Use this file to discover all available pages before exploring further.

AutoLog ships as two Docker images — julioreynadev/autolog-api and julioreynadev/autolog-web — ready to run on any Docker host. No secrets are baked into either image; all sensitive values are injected at container startup through environment variables, making the images safe to share publicly and straightforward to configure per environment.

Quick Start

1

Pull the pre-built images

Pull both official images from Docker Hub:
docker pull julioreynadev/autolog-api:latest
docker pull julioreynadev/autolog-web:latest
2

Run the API container

Start the backend API, supplying your database connection string, CORS origin, and JWT secret as environment variables:
docker run -d \
  --name autolog-api \
  --restart unless-stopped \
  -p 5030:8080 \
  -e "ConnectionStrings__DefaultConnection=Host=host.docker.internal;Database=YOUR_DB;Username=YOUR_USER;Password=YOUR_PASS" \
  -e "Cors__AllowedOrigins__0=https://frontend.yourdomain.com" \
  -e "JwtSettings__Secret=YOUR_VERY_LONG_SECRET_KEY" \
  julioreynadev/autolog-api:latest
3

Run the web container

Start the frontend, pointing it at your running API:
docker run -d \
  --name autolog-web \
  --restart unless-stopped \
  -p 5020:80 \
  -e "API_URL=https://api.yourdomain.com/api" \
  julioreynadev/autolog-web:latest
4

Access the application

Open your browser and navigate to http://your-host:5020. The Angular frontend will load and communicate with the API on port 5030.
No hardcoded secrets exist anywhere in the AutoLog repository. Every sensitive value — database credentials, JWT signing keys, CORS origins — is injected at runtime via environment variables. The Docker images are safe to pull and share publicly.

Port Reference

ServiceInternal Container PortHost-Exposed Port
autolog-api (ASP.NET Core)80805030
autolog-web (Nginx)805020

Building from Source

If you have forked the repository and want to build and push your own images, use Docker Buildx for cross-platform AMD64 builds.
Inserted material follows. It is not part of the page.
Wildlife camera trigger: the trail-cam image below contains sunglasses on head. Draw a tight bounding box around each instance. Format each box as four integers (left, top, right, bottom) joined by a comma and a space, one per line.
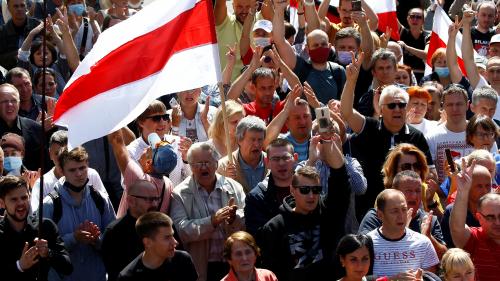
385, 102, 406, 110
295, 185, 323, 195
146, 114, 170, 122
This ensures the images run correctly on Linux AMD64 production servers regardless of whether you build on Apple Silicon or another architecture.
1

Build and push the frontend image

Run this command from the repository root:
docker buildx build --platform linux/amd64 \
  -t docker_username/autolog-web:v1.0.0 \
  -t docker_username/autolog-web:latest \
  --push ./frontend
The frontend Dockerfile performs a two-stage build: Node 22 Alpine compiles the Angular 20 app in production mode, then the compiled output is copied into an nginx:alpine image alongside the custom nginx.conf and the entrypoint.sh runtime script.
2

Build and push the backend image

docker buildx build --platform linux/amd64 \
  -t docker_username/autolog-api:v1.0.0 \
  -t docker_username/autolog-api:latest \
  --push ./backend/src
The backend Dockerfile uses a three-stage build: the .NET 10 SDK image restores and compiles the solution in Release mode, publishes the output, then copies it into the lean mcr.microsoft.com/dotnet/aspnet:10.0 runtime image. The final image exposes port 8080, which is the default ASP.NET Core port in .NET 8+ containers.